Contextual Anomaly Detection
Contextual anomaly detection is the analysis of data (usually in time series format) to detect anomalies, specifically by combining the main dataset with other data points to understand their meaning in context. It is a subset of general anomaly detection.
Contextual anomaly detection often requires a mix of real-time processing of the main dataset together with batch processing of historical contextual data to properly interpret the meaning of the original data points and effectively identify anomalies. Pathway is built to handle this kind of mixed realtime/batch workload.

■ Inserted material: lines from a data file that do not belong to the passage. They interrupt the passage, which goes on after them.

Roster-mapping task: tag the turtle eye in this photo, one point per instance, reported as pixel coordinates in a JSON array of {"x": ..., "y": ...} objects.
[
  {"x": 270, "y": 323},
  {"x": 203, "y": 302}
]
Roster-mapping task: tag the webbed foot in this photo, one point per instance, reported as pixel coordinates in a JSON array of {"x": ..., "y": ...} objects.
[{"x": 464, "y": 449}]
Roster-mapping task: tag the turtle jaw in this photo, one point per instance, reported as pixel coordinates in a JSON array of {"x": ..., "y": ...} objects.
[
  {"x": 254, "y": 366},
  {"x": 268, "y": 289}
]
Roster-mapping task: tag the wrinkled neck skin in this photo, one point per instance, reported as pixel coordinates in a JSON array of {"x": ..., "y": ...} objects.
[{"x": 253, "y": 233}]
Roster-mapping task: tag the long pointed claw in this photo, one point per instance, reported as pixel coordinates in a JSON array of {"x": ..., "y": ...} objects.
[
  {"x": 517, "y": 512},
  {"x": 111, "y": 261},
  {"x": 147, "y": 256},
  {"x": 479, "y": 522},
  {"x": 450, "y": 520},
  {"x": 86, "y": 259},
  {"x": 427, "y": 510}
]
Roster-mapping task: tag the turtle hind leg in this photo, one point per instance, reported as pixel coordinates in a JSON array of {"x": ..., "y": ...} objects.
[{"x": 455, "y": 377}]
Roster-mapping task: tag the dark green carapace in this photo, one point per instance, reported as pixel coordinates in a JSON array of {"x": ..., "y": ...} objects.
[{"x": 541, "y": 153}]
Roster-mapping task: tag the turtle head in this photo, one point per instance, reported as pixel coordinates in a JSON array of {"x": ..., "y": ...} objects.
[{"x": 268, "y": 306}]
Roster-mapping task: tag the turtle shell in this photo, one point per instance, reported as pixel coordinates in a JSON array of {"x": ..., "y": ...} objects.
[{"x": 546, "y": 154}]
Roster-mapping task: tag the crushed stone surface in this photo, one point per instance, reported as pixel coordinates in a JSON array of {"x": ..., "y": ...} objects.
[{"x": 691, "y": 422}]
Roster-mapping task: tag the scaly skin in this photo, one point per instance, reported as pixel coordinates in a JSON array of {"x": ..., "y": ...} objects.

A Real-World Example of Contextual Anomaly Detection
You work for a shipping company. Let’s say you have a freight container with a refrigerated section which is monitored by an IoT device. This IoT device measures the temperature and sends out an alert if the temperature rises above a certain threshold value. Now, it is very possible that in the course of the container’s journey the temperature might rise in the refrigerated section for completely legitimate reasons that do not require any kind of costly intervention. The door might be opened at a customs inspection, for example, or the contents may have been off-loaded and refrigeration no longer needed. This means you can’t depend on just the IoT data coming from the temperature sensor but need to perform IoT data analytics on this data point within the context of other data points about the journey, the cargo, and the environment. This is called contextual anomaly detection and requires a mix of real-time processing of the IoT data together with batch computations performed on the available contextual data.